Recently my high school graduating class celebrated twenty years since graduation. And while I still can’t believe it’s been that long ago since I was a teenager, the deep regrets that go back all those years are still able to attack my heart, even at such a distance.
I wonder if you can relate.
Regret is such a harsh word for us. It can bring up emotions in us that can seem hard to understand and accept. Pastor John Piper wrote a sermon about godly regret versus worldly regret, and it helps when I think back on my life before Jesus. He said that there is a regret that leads to shame and humiliation and embarrassment, and one that leads to repentance and salvation. I’m certain you can see which one is the godly regret. Second Corinthians 7:10 says:
“For godly grief produces a repentance that leads to salvation without regret, whereas worldly grief produces death.”
That’s the kind of regret available to us if we trust it to be true — godly regret. This can and should be part of each of our stories of becoming free.
When I look back on my high school and college years, I just want to hang my head in shame for the way I represented Jesus and His Good News. I trampled on it! I proclaimed it with my mouth, judged those around me who didn’t believe, and then lived for myself with no regard for the God of the universe. I was like the Pharisees in the Bible—so much knowledge and no life-change. Loving the Lord my God with all my heart, mind, and soul wasn’t even on my radar.
I was on the leadership team for our school’s Fellowship of Christian Athletes, for example, and the whole time, I was drinking heavily and sleeping with my boyfriend. I mean, how fake is that! It’s not like I was the only one, but it still wasn’t okay. I was in leadership. I was part of an organization with the purpose of championing the gospel, and yet I hadn’t been changed by the gospel myself! My life was no different from anyone who didn’t claim to know Jesus at all...except that I’d grown up in church, and still went to church every Sunday whether I was hung over or not.

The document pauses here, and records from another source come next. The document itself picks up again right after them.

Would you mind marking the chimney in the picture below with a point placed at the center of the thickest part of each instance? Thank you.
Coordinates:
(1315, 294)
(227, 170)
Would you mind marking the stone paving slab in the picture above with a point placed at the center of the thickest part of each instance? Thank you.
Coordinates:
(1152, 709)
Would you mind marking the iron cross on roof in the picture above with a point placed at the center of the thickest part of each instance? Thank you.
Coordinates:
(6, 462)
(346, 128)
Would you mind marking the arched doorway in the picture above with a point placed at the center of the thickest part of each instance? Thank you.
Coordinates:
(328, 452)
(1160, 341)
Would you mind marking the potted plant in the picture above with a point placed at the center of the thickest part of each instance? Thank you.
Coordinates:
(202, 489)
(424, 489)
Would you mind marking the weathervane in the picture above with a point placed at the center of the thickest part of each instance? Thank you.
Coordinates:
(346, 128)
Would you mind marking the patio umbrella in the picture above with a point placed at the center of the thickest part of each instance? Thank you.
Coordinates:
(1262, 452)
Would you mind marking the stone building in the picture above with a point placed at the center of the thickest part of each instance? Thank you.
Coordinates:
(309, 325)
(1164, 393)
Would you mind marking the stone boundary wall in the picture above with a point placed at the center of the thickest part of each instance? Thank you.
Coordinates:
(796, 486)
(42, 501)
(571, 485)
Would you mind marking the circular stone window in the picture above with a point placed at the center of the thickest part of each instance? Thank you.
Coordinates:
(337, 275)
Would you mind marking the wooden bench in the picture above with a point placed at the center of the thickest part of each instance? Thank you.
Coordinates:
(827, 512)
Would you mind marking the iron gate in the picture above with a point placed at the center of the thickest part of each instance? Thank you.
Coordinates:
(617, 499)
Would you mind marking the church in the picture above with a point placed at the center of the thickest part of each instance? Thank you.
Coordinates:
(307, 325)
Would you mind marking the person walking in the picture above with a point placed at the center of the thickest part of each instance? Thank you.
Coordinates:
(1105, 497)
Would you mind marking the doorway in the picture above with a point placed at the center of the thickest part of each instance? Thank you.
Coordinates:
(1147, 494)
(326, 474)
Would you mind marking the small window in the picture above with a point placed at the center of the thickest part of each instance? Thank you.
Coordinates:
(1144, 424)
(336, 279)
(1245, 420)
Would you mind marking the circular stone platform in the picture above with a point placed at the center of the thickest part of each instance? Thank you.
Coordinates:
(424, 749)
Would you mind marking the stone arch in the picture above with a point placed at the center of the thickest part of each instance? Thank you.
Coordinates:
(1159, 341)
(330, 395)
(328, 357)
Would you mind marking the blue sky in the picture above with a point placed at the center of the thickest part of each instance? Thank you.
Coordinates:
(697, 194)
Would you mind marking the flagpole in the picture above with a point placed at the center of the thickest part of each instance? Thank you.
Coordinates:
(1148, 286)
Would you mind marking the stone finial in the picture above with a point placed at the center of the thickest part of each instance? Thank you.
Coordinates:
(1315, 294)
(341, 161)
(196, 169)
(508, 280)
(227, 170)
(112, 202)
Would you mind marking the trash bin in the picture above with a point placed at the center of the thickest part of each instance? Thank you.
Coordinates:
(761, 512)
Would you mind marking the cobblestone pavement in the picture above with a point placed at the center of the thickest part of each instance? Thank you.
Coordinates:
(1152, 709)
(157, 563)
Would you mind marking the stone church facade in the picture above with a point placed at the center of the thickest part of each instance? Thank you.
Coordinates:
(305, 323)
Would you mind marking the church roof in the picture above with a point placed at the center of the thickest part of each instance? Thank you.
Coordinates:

That’s what I built my safety net with—the misconception that since I’d “prayed the prayer,”
Only I wasn’t fine. I was enslaved to my sin.
This Jesus I spoke about and sang about was, in reality, a stranger to me. I could tell you stuff about Him, but not about how He’d changed my life. Because He hadn’t. Even my life as a churchgoer was a denial of Jesus.
Our family was recently reading one of the passages in the Gospels where Peter denied Jesus three times on the eve of His crucifixion. As we were reading, I couldn’t help but think back to how my own life had once been such a denial of Him. On the outside, I acted like I knew Him, and loved Him, but on the inside, I was purely living for my own self—definitely not following Jesus.
But it brought to mind another story—one that followed a few weeks later in Peter’s life, after Jesus had been resurrected from the dead, before ascending into heaven to be with God the Father. Peter and some of the others had been up before dawn, out on their fishing boat, catching nothing but the wind in their sails. Yet at daybreak, Jesus had called to them from the shoreline, telling them to try casting their nets again, that they might just catch some fish this time. And, boy, did they ever.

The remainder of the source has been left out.